Page 26 of Broken Highway (Cult Boys #1)
NOAH
When I think too much about Kevin, I dream of him.
All it takes is to say his name or even think of his name, and he appears when I sleep. Just one thought is enough to be too much.
I know it’s a dream because I’ve walked the same walk a hundred times, up the concrete stairs in the middle of the concrete jungle, but not before one final talk with Mother.
I look out the tinted window of the limousine and see an endless wall of skyscrapers and towers.
Millions of people in this city and they all look the same, carry themselves the same, and walk the same walk to the same boring jobs.
People aren’t happy here and if they think they are, they’re just lying to themselves.
The same way Mother lies to herself. The same way she lies to me.
“You do whatever it takes to make him happy,” Mother says to me, as cold as ever.

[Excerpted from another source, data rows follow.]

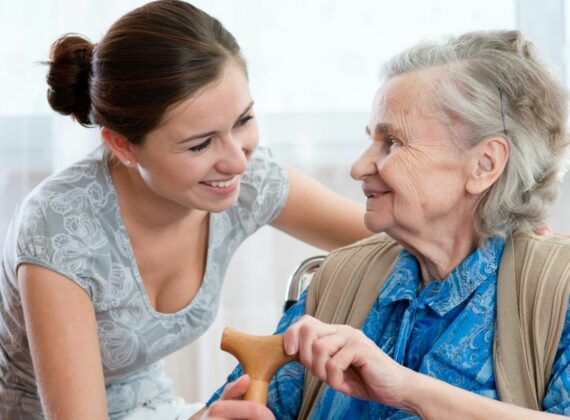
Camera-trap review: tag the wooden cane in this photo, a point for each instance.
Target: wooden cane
(259, 356)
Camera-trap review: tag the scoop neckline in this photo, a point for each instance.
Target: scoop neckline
(198, 297)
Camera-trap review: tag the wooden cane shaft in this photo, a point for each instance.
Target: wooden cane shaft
(257, 391)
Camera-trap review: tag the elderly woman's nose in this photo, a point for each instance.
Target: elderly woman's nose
(362, 167)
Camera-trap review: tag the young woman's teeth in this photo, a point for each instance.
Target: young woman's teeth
(221, 184)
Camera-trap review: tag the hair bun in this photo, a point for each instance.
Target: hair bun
(68, 77)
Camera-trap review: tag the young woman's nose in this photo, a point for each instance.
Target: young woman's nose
(234, 158)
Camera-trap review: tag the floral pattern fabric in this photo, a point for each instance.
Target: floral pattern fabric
(444, 330)
(71, 224)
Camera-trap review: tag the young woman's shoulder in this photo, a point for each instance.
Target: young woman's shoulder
(264, 190)
(63, 221)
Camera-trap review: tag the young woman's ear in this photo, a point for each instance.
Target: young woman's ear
(488, 161)
(121, 148)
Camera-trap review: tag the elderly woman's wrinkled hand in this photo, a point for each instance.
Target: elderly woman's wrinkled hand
(230, 405)
(347, 361)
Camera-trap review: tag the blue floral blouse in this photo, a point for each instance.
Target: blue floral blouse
(445, 330)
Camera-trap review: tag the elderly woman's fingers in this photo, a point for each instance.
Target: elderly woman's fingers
(323, 350)
(306, 327)
(236, 409)
(236, 389)
(309, 331)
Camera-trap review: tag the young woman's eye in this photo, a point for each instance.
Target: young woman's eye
(243, 121)
(201, 146)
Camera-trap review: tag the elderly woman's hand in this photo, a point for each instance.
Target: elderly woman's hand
(347, 361)
(230, 406)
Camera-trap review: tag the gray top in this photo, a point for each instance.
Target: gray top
(71, 224)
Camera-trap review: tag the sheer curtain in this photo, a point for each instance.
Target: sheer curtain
(313, 70)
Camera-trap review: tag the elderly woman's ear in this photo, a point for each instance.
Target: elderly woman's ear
(487, 161)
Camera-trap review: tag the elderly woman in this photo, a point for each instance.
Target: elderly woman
(457, 310)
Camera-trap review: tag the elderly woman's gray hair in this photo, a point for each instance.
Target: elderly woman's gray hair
(492, 83)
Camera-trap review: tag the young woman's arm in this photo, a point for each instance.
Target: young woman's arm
(62, 333)
(319, 216)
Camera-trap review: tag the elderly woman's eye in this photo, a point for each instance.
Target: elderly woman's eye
(390, 142)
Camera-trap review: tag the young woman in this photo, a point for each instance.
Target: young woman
(118, 260)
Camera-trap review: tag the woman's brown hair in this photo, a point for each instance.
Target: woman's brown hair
(151, 58)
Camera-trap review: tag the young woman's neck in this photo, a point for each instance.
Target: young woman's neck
(145, 208)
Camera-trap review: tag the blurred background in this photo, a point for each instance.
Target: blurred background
(313, 68)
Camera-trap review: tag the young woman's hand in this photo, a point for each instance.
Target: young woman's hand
(347, 361)
(230, 406)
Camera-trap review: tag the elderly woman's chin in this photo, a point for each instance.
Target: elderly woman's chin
(378, 221)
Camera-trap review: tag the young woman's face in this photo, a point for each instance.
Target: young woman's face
(197, 156)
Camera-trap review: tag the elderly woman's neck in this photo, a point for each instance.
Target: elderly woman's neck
(439, 255)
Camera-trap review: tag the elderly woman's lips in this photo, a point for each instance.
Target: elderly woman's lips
(373, 194)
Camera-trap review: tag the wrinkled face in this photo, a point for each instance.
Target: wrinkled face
(412, 173)
(198, 154)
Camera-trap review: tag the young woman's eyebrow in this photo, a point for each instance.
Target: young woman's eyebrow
(211, 133)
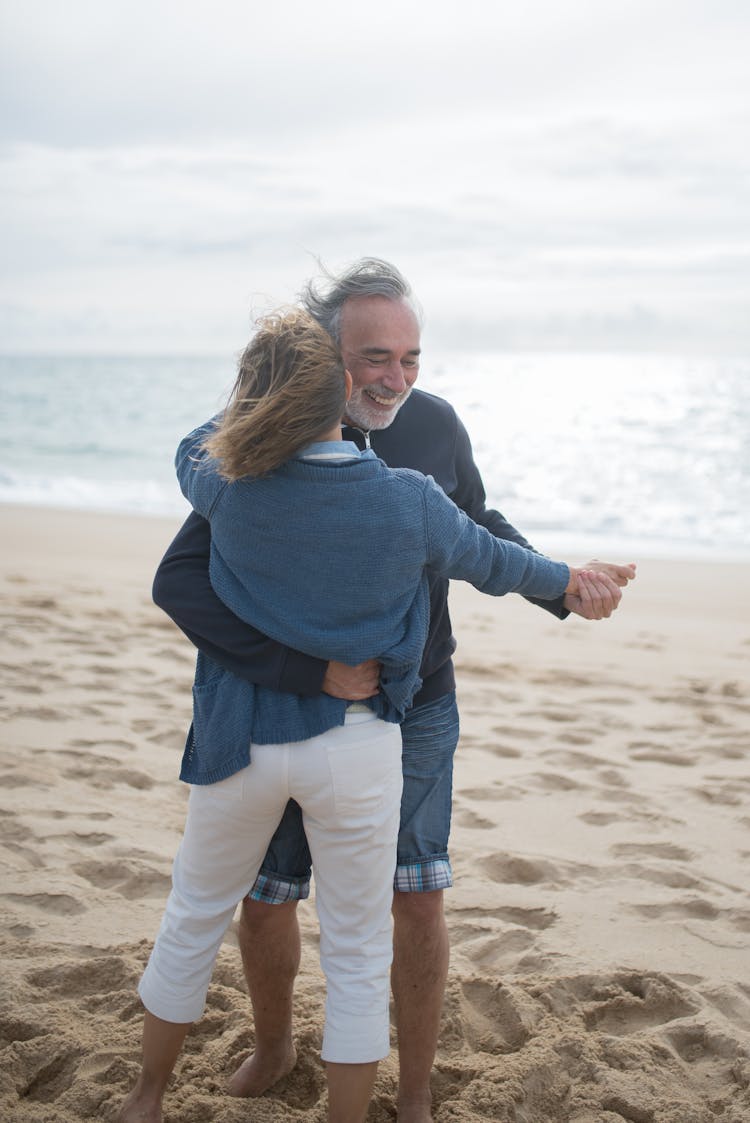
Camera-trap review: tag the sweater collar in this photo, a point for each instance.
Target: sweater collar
(329, 450)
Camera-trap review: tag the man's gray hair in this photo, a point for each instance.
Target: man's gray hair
(369, 276)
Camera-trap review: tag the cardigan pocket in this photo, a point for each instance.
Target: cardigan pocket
(219, 739)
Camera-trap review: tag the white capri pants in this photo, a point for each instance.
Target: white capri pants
(348, 785)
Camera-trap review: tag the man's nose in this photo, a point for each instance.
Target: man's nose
(394, 377)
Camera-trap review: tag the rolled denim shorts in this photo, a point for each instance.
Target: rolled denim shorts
(429, 736)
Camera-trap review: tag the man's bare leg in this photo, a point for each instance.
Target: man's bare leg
(349, 1090)
(271, 948)
(162, 1042)
(420, 969)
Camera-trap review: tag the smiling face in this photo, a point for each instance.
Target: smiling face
(381, 348)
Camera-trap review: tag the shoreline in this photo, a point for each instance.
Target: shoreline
(600, 921)
(555, 542)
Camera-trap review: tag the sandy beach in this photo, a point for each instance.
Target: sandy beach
(601, 915)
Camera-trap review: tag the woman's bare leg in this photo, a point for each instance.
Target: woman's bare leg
(162, 1042)
(349, 1088)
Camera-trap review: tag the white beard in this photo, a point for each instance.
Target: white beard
(365, 414)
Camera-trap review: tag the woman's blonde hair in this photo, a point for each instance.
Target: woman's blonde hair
(290, 391)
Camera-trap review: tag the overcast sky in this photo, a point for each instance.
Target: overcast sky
(570, 175)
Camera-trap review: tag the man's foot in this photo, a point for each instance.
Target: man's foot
(136, 1108)
(261, 1071)
(414, 1111)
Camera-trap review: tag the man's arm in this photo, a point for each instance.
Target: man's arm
(602, 596)
(182, 589)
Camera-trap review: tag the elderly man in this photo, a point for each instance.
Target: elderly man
(369, 312)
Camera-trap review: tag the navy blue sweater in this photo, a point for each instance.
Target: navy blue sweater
(276, 563)
(426, 435)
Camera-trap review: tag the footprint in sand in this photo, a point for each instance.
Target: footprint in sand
(666, 850)
(511, 869)
(126, 878)
(62, 904)
(494, 1021)
(468, 819)
(631, 1002)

Her permed, color-treated hair is a relic of the nineties. It’s the same hairstyle she’s been sporting since my earliest memories and is about fifteen years out of fashion. Her eyes are covered with oversized dark shades and she’s dressed for a funeral in a black pencil skirt and black brimmed hat.
The funeral? The final nail in the coffin of my innocence.
“What if I don’t want this life?” I ask.
But she’s a stubborn woman. She places a hand on my thigh. “You’re not old enough to know the kind of life you want. The life in front of us—” She inhales softly and corrects herself. “The life in front of you is one everybody else could only ever dream of.”
“Getting railed by an old man doesn’t seem like hitting the jackpot to me.”
She removes her shades and holds them in one hand as she shoots me an icy glare.
Her face contorts, going through the phases of mimicking concern and landing on faux empathy.
“This isn’t forever, Noah. Someday, he’ll grow tired of you.
He’ll stop watching you out of the corner of his eyes.
The day will come when you can be gone for days and he won’t bat an eye.
Have your fun then.” She places the sunglasses back over her eyes.
“But for now, it’s time to get to work.”
I relent to my fate, pop the door open, and climb out of the limousine. I’d heard summers in the city were miserable, but I’m unprepared for the stench that assaults me as a breeze tunnels down the never-ending street.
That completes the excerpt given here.